アルマン魔王はフレデリク宰相の返事を聞くと椅子からサッと降り、続き間となっている隣の部屋に行って大きなソファの真ん中にダイブするが如くゴロンと横になった。
「ミクは――朝餉でも済ませてまいれ。暫しの食休みニャ。」
私はそう言われてディディエが待っているであろうキッチンへと戻った。
「お帰り。」
「た、ただいまっ。」
ディディエはキッチンにある机の上に私の分のソモンを取り分けて用意してくれていた。
「ミクの分の魚はここに用意しておいたぜっ。」
「ありがとう。」
「じゃあ俺は――。」
丸焼きをしたソモンを数匹持ち、ディディエは椅子から立ち上がってどこかへ行こうとした。
「ん? どこかへ行くの?」
「ああ、仲間にこれを持って言ってやるのさ。」
「仲間? ――ってことはもしかして、三獣士のあと二人にってこと?」
「当たり! 初日は何かと忙しいと思うけどさ、後で時間がある時にでも、俺が二人を紹介してやるよ。」
陽気なディディエは私にニコリと笑い、パッチンとウィンクをしてきた。
――オウッフ!!
それは――――鼻血が出ちゃいそうな程に茶目っ気のある可愛さで、私の心にズキュンと気持ちの良い衝撃を与えた。
危ない……。
最初に召喚された時、会ってすぐにアルマン魔王にやらかしてしまっているので、アルマン魔王だけに止まらず他の子にも嫌われたり引かれたりしない為に自制しなければと必死に落ち着こうと心の中で「5、4、3……」と数を数えた。
「そういえばその二人の朝餉って……それだけ?」
落ち着きを取り戻し、私は少し俯いていた顔を上げ、何気に視界に入ってきたディディエが持っている皿の上の魚に目が行き、その魚の数に「あれっ?」と気になった。
「まっさかぁ!」
ディディエは思いもよらない事を言われたといった感じでビックリした面持ちになり、その後にアッハッハッと大笑いしだした。

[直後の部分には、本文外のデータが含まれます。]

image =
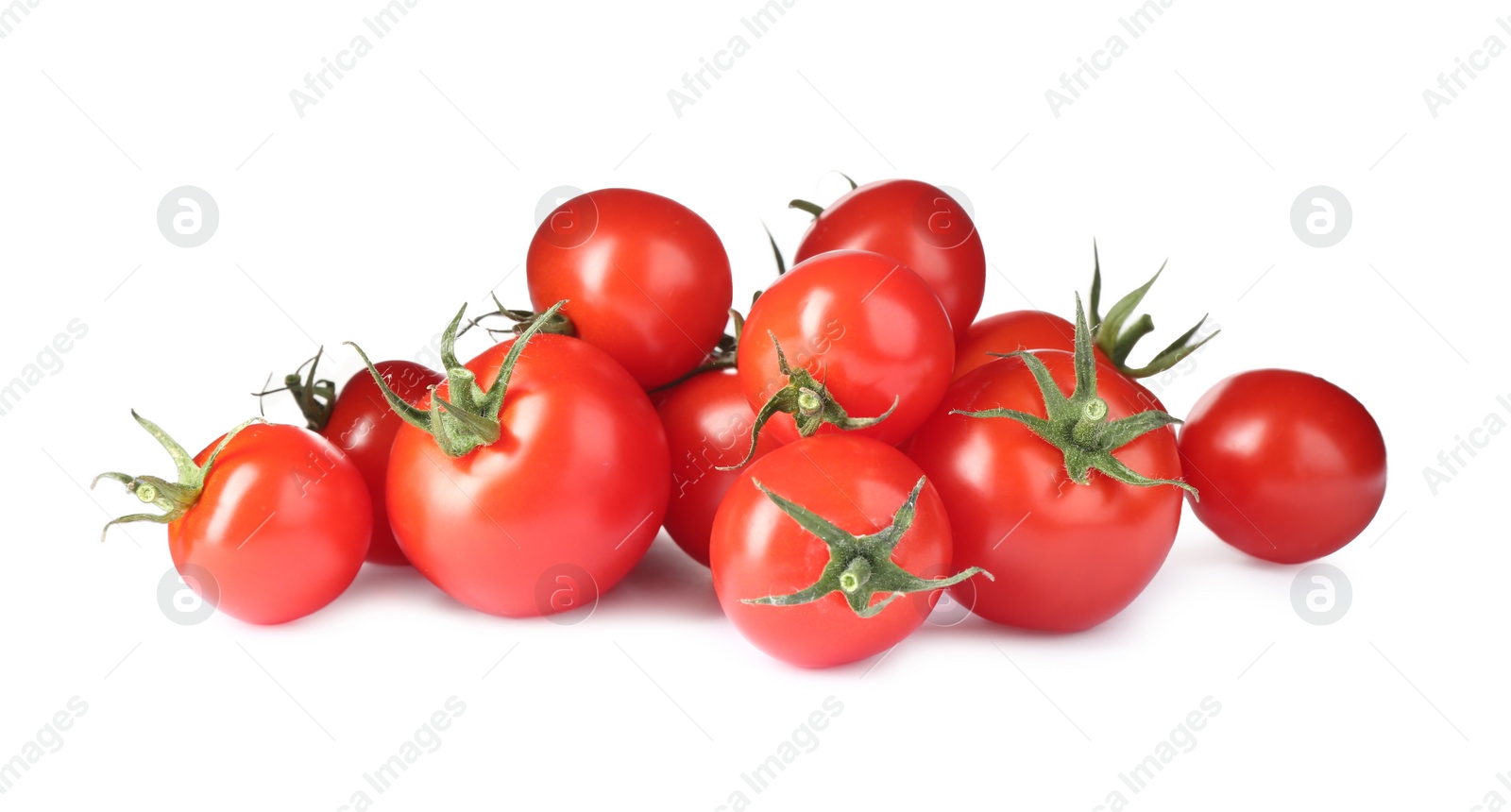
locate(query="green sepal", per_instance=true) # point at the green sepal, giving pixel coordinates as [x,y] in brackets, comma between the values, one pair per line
[860,567]
[174,499]
[1117,338]
[810,405]
[1078,424]
[470,418]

「魔王様の朝餉の当番の日じゃない日は、メシは各自自由に食うのさ。でもこれはまぁ――今日は結構釣れたし、あの二人も好きだからお裾分けってことだ。」
ディディエはニッと悪戯っぽく歯を見せて笑った。
「へ~ぇ。そうなんだ~!」
「おうっ! 魔王様も宰相様も、俺たち三獣士も故郷は同じだからな。それもあってかソモンが大好きなのは皆一緒なんだ! まぁ、魔王様のあの地位に就かれて俺たち四人も一緒に城にあがって。この都会に出てきてから色んな珍しい物もあれもこれもと食ったからな~。俺なんかは今もソモンが一番ってわけではないんだけどな。それでも結構好きだぜっ!」
「そっかぁ――。」
ディディエの話に、この五人の故郷が同じなのだと初めて知った。
「あっ――――と。じゃあ行ってくるな。」
そう言って走り去るディディエの後ろ姿を見ながら、私の分だと置かれているソモンに手を伸ばし、嚙り付いた。